His solution: stripping the probes to expose the fibre-optic cable housed within, and then cutting and polishing the ends of the cables so that they were small enough to get within a millimetre or two of the face bands. These cables transmitted light from the machine to the crabs, and read the amount of light being reflected.
Prof Todd, who had previously studied crab colours and patterns in Britain, began research on the face-banded crab in Singapore in 2007.
Since publishing a first paper on these crabs in 2008, where his team measured the colour of the bands, he has led researchers through novel experiments to learn more about this intriguing species.
One such experiment involved painting some crabs with a non-toxic, washable black paint, to determine if the colour of the bands affected interaction between crabs.
He first placed two crabs into an arena he made within the mangrove and observed their behaviour, before blacking out a crab's band, and returning them to the enclosure.
"When you black out the face bands, the behaviour changes dramatically.

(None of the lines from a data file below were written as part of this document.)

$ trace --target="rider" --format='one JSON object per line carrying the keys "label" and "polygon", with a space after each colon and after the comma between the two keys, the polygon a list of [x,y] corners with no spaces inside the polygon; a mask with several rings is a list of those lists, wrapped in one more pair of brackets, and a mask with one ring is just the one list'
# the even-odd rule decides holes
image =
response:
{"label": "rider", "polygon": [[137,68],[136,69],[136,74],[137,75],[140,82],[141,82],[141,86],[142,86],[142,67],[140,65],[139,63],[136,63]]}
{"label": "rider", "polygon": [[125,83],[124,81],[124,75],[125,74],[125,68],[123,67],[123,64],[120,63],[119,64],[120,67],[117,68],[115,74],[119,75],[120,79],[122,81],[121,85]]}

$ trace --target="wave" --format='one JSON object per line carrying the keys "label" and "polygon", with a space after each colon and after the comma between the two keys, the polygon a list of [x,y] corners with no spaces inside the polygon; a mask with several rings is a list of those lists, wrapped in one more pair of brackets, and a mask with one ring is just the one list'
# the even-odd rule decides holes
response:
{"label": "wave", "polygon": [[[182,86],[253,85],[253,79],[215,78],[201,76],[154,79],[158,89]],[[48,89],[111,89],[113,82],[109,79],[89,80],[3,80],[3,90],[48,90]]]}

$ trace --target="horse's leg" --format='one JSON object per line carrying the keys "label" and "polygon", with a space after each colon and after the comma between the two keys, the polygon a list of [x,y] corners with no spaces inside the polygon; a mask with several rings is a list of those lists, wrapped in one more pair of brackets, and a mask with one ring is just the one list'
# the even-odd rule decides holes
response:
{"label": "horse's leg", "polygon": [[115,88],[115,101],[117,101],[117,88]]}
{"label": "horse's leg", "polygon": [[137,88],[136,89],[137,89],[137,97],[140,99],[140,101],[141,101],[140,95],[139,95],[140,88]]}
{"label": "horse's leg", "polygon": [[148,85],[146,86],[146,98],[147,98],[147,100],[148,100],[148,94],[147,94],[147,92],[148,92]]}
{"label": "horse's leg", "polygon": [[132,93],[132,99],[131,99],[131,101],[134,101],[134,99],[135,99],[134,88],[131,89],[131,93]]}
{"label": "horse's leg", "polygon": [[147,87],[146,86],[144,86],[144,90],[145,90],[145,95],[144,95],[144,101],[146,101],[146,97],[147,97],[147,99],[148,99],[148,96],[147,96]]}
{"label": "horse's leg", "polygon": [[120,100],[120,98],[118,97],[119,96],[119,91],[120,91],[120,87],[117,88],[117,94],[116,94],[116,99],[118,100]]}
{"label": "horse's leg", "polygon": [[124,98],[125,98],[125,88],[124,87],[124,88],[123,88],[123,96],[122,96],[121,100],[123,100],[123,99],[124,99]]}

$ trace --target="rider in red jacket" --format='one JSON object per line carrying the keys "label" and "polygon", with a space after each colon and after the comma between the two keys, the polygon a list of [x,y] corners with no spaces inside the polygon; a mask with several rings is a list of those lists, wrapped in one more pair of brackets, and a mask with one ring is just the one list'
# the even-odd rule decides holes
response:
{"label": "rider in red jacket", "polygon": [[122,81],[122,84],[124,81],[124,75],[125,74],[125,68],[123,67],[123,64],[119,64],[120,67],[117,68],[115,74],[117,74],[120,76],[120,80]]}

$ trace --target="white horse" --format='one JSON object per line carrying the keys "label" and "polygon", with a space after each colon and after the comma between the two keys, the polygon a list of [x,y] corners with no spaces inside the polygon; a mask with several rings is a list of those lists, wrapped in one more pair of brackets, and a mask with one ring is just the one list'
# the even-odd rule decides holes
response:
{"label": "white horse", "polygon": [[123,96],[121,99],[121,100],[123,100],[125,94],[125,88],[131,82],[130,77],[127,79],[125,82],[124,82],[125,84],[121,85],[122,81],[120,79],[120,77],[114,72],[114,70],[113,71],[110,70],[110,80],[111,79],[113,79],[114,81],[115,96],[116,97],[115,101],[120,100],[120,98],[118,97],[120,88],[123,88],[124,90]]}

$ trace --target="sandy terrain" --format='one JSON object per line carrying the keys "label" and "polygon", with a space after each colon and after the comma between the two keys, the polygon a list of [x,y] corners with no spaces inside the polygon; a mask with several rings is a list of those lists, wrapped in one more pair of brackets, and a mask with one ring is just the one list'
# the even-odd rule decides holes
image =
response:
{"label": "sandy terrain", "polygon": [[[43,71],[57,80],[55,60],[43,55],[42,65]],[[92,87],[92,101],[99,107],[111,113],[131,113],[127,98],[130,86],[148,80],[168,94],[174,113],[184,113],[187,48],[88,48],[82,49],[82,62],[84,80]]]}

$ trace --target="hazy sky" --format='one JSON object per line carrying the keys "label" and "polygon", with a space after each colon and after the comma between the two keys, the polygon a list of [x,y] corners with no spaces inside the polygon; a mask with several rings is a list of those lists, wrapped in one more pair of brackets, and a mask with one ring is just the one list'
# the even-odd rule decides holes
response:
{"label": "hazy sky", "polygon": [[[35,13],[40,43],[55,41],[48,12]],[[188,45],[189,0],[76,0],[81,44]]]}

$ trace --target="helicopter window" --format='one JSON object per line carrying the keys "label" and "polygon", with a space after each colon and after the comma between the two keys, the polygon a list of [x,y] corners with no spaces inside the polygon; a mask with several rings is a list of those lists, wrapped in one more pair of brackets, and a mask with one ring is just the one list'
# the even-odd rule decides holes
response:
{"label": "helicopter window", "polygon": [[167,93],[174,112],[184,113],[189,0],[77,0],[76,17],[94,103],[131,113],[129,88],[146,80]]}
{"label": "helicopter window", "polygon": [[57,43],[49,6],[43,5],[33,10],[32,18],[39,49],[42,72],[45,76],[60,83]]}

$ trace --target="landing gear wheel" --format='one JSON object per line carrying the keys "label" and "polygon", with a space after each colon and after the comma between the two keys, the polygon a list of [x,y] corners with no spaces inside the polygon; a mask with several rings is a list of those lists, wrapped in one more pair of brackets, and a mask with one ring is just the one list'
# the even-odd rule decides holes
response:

The guy without a blacked-out face band is no longer interested in the one whose band is blacked out," he said.
The paint was then removed, and the crab was once again placed in the arena, where the interaction between the two crabs was observed to return to normal. This suggested that the crabs are interested in the coloured bands.
This latest study also documented a previous controlled experiment Prof Todd and his team conducted, where images of two face-banded crabs - one with a brighter facial band than the other - were presented to a live crab.
Both male and female test specimens were observed to gravitate towards the image with the brighter band, noted Prof Todd.
This also suggested that the brightness of the facial bands enhanced the crabs' ability to transmit visual signals.

An interesting observation made was that the crabs seemed to demonstrate an attraction for the same sex, approaching crabs with facial bands of the same colours, though the reason remains unknown.
A closely related species of crab does the opposite, Prof Todd said.
"Usually when crabs approach individuals of the opposite sex, it has got something to do with sexuality... But if they are approaching the same sex, then it might be related to competition for mates or resources instead."
Next, the team plans to further pursue research on what is being communicated with the bands.
Dr Chan said: "What we show in this paper is a more fundamental type of discovery, that is so exciting on its own."
He added: "In science, we must always have more questions when we find answers. But these questions, though important and which may advance behavioural ecology, are not as big as what we've just discovered with these structures."